David John Murray Wright was an author and "an acclaimed South African-born poet".
Biography
Wright was born in Johannesburg, South Africa 23 February 1920 of normal hearing. When he was 7 years old he contracted scarlet fever and was deafened as a result of the disease. He immigrated to England at the age of 14, where he was enrolled in the Northampton School for the Deaf. He studied at Oriel College, Oxford, and graduated in 1942. His first work, a poem entitled Eton Hall, was published in 1942–43 in the journal Oxford Poetry. He became a freelance writer in 1947 after working on the Sunday Times newspaper for five years. With John Heath-Stubbs he edited the Faber Book of Twentieth Century Verse. He edited the literary magazine Nimbus from 1955 to 1956, during which time he published 19 poems, sent to him by Patrick Swift, by Patrick Kavanagh, which proved to be the turing point in Kavanagh's career. He co-founded the quarterly literary reviewX magazine which he co-edited from 1959 to 1962. His work includes three books about Portugal written with Patrick Swift, his co-founder and co-editor of X. He translated The Canterbury Tales and Beowulf. He penned an autobiography in 1969, and a biography of fellow South African poet Roy Campbell in 1961. Wright also edited a number of publications throughout the 1960s and 1970s. He held the Gregory Fellowship in Poetry at the University of Leeds. Wright was not reticent about his deafness, and his autobiography, Deafness: A Personal Account, is often used to give hearing people an insight into an experience they might not easily imagine. In 1951, he married Philippa Reid ; and Oonagh Swift in 1987. Wright lived in Braithwaite, just outside Keswick, in the Lake District of England, and became good friends with Norman Nicholson, a fellow poet, and his wife, often visiting each other. Wright died of cancer in Waldron, East Sussex, 28 August 1994.
Quotes about
"His poetry was by turns lyrical, satirical and narrative. Sometimes it was fuelled by recollections of his homeland, although he was not politically active on South African issues." – The New York Times)

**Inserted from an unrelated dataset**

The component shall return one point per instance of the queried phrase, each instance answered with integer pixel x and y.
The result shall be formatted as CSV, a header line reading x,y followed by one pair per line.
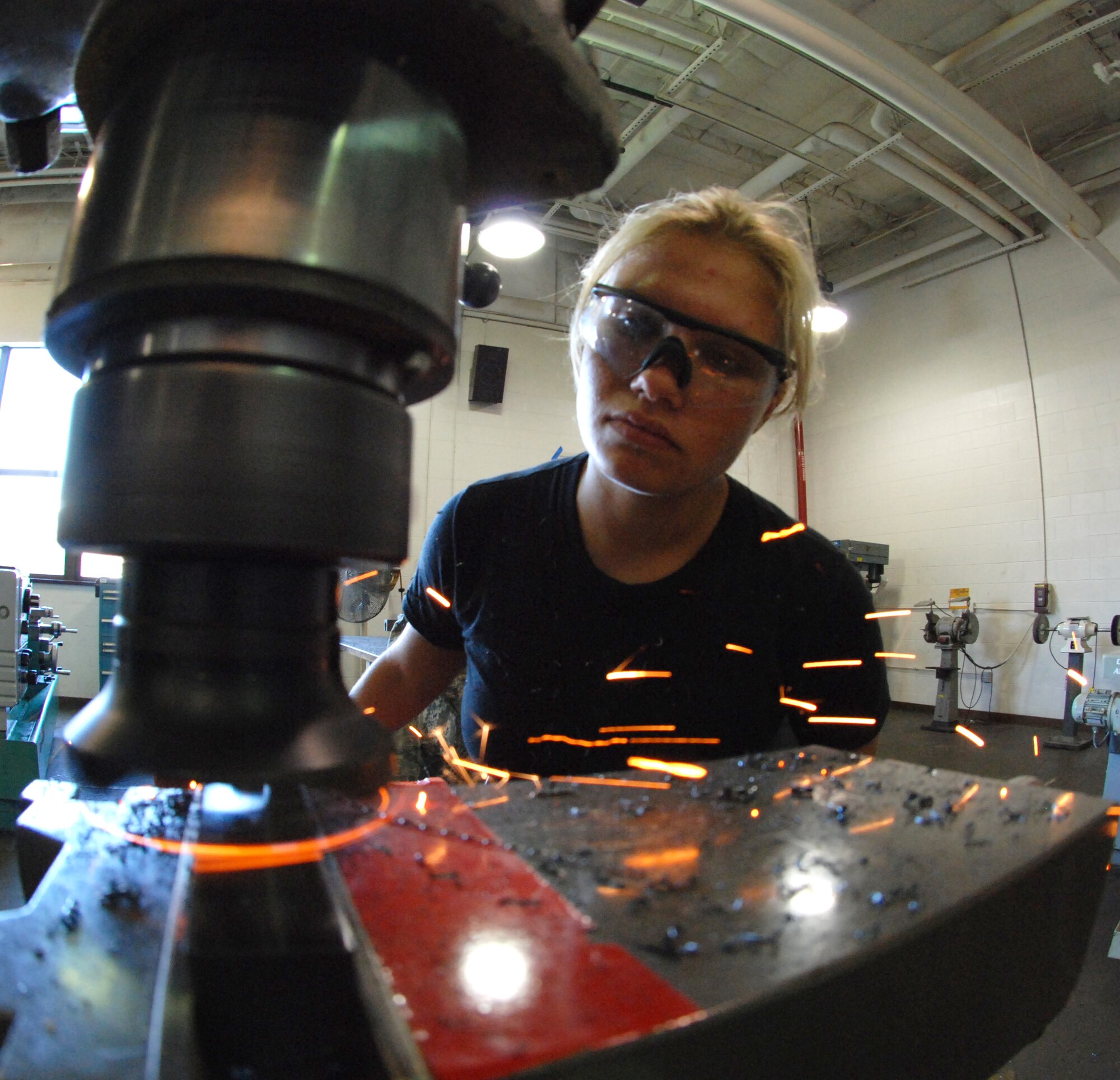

"profuse, fluent, versatile" and "the foremost South African poet of his generation." – The Daily Telegraph
"It is a creative paradox that we owe to a deaf man some of the most striking images of sound in contemporary English poetry." – Geoffrey Hill, 1980
"His poetry is remarkable for its quiet intelligence and humour, and the integrity of its style. The tone is conversational, though not in the sense of reproducing a factitious chattiness; rather, it creates the lively curve of an eminently humane mind's thinking and speaking" – T. J. G. Harris, in The Oxford Companion to Twentieth-Century Poetry, ed. Ian Hamilton, p. 589.